Vowing to shake up the status quo in Springfield and reject “the politics of mediocrity and corruption,” Rod R. Blagojevich was sworn in as Illinois’ 40th governor Monday as he warned “tough choices” were ahead to resolve a nearly $5 billion budget deficit inherited from George Ryan.
But one of his first decisions in office was easy. Blagojevich faxed a pink slip to Scott Fawell, a former chief of staff and campaign manager to Ryan. Fawell was on paid leave from his $195,000-a-year job as chief executive officer of the Metropolitan Pier and Exposition Authority pending a trial now under way on federal corruption charges.

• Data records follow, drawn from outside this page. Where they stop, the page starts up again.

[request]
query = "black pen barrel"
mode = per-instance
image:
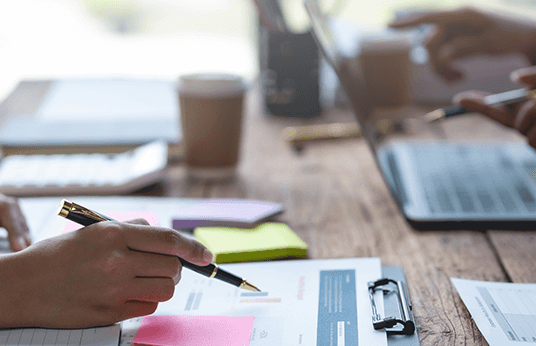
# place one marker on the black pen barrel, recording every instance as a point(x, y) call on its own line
point(213, 270)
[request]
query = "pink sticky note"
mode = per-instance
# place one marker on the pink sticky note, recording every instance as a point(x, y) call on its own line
point(151, 217)
point(186, 330)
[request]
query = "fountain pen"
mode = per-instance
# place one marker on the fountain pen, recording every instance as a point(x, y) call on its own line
point(86, 217)
point(507, 98)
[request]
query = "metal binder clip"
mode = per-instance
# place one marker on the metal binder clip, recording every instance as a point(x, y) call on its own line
point(388, 287)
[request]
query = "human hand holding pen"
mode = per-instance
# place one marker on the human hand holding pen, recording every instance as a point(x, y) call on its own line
point(521, 117)
point(97, 275)
point(468, 31)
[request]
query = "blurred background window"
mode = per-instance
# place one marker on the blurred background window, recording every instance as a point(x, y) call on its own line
point(161, 38)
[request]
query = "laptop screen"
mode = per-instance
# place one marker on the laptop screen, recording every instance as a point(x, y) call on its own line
point(441, 176)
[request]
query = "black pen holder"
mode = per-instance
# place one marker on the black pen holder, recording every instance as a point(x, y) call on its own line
point(289, 65)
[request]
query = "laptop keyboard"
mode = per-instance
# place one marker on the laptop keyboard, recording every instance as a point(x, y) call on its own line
point(474, 180)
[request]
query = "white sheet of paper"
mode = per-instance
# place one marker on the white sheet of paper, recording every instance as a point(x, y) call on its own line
point(295, 294)
point(505, 313)
point(300, 303)
point(105, 336)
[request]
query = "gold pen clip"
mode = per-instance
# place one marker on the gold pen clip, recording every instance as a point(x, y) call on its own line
point(67, 207)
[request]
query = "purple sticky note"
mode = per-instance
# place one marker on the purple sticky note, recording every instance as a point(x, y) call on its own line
point(189, 330)
point(225, 212)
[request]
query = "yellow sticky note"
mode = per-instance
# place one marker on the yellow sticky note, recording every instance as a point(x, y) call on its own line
point(267, 241)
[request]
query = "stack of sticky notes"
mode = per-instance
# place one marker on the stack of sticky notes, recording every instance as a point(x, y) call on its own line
point(267, 241)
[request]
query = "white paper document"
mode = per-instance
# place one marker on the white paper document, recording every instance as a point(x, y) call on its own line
point(306, 302)
point(103, 336)
point(303, 302)
point(505, 313)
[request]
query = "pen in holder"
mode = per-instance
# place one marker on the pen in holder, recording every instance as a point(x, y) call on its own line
point(289, 65)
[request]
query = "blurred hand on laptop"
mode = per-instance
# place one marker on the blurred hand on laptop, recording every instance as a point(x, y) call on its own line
point(521, 117)
point(468, 31)
point(12, 219)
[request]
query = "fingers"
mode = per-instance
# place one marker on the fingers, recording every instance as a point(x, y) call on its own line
point(531, 137)
point(526, 75)
point(150, 290)
point(12, 219)
point(154, 265)
point(133, 309)
point(168, 242)
point(525, 120)
point(475, 101)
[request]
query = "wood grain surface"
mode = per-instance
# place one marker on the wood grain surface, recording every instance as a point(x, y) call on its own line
point(337, 202)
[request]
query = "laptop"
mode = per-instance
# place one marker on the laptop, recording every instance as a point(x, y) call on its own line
point(437, 184)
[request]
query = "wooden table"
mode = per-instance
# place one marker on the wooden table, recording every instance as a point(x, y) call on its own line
point(337, 202)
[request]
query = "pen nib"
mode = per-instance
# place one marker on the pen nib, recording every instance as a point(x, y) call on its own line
point(436, 115)
point(247, 286)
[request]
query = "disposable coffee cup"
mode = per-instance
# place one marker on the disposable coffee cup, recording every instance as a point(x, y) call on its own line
point(385, 63)
point(211, 107)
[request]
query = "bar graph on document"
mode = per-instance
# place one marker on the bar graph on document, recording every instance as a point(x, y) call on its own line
point(514, 310)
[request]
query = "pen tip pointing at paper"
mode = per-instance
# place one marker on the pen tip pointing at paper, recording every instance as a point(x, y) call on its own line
point(246, 285)
point(436, 115)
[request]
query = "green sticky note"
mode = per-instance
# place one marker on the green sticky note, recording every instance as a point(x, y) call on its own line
point(267, 241)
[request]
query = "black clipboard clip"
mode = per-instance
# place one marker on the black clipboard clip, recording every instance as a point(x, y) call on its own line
point(390, 287)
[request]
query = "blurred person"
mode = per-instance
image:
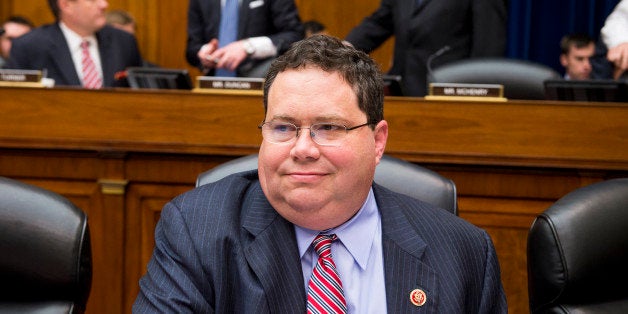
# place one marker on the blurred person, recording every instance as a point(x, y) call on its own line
point(13, 27)
point(262, 30)
point(79, 49)
point(614, 34)
point(263, 241)
point(121, 19)
point(435, 32)
point(576, 52)
point(313, 27)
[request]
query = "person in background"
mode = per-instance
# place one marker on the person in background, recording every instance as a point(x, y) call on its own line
point(437, 32)
point(262, 30)
point(265, 241)
point(13, 27)
point(576, 52)
point(614, 35)
point(123, 20)
point(79, 49)
point(313, 27)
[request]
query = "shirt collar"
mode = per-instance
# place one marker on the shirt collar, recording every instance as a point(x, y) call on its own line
point(356, 234)
point(74, 40)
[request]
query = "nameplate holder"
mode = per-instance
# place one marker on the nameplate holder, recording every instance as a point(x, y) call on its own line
point(216, 84)
point(21, 78)
point(465, 91)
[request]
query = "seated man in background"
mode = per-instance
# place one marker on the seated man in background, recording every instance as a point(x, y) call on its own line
point(79, 49)
point(13, 27)
point(123, 20)
point(240, 38)
point(309, 229)
point(435, 32)
point(576, 53)
point(314, 27)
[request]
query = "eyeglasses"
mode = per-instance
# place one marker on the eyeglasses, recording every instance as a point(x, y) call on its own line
point(324, 134)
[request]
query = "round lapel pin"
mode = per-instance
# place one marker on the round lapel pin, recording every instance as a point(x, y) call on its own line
point(418, 297)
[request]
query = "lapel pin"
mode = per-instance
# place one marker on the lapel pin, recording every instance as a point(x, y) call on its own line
point(418, 297)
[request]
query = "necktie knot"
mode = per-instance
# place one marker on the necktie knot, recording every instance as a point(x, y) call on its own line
point(91, 77)
point(322, 244)
point(325, 294)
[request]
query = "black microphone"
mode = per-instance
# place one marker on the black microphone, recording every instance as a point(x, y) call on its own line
point(433, 56)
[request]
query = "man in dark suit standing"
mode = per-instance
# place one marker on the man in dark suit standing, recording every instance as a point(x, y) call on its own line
point(79, 49)
point(265, 29)
point(250, 242)
point(436, 32)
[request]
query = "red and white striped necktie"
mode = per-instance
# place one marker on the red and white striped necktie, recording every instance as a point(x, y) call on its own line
point(325, 293)
point(91, 78)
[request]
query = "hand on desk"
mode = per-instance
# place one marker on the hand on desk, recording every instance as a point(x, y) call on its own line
point(618, 55)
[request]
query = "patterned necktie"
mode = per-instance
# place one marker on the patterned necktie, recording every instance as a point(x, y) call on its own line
point(91, 78)
point(325, 293)
point(228, 32)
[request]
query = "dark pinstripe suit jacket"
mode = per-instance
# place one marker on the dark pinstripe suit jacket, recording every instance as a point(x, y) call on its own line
point(277, 19)
point(222, 248)
point(46, 48)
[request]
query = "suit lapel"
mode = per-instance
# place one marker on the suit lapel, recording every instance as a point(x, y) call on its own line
point(403, 250)
point(273, 255)
point(106, 55)
point(243, 17)
point(62, 57)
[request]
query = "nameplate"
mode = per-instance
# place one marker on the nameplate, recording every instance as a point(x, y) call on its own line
point(20, 76)
point(463, 91)
point(215, 83)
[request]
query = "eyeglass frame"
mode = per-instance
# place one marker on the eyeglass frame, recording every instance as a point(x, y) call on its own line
point(312, 135)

Quickly shedding himself of one Ryan appointee, Blagojevich on Tuesday also is expected to address the issue of dozens of the former Republican governor’s allies whom Ryan packed into politically protected jobs in the new administration. Blagojevich’s move is aimed at setting a reform theme for his new Democratic administration.
In taking the oath of office just minutes after noon, Blagojevich became the first Democrat to hold the office after 26 years of uninterrupted Republican rule. His inauguration made complete a dramatic reshaping of Illinois’ political landscape in which Democrats now control the executive, legislative and judicial branches of government.
But the inauguration of Democrats to five of the six statewide offices also creates a new intra-party dynamic of potentially competing interests. Along with Blagojevich, new Atty. Gen. Lisa Madigan, the daughter of powerful House Speaker Michael Madigan, and Comptroller Daniel Hynes, serving his second term, are looking for ways to advance their political careers.
Blagojevich blasted “a system of corruption that has become too commonplace, too accepted and too entrenched.” Labeling the state’s fiscal calamity a “moment of crisis,” he said his administration will “meet our challenges head-on and we will do it by rejecting the politics of mediocrity and corruption.”
“You voted for change,” Blagojevich said. “I intend to deliver it.”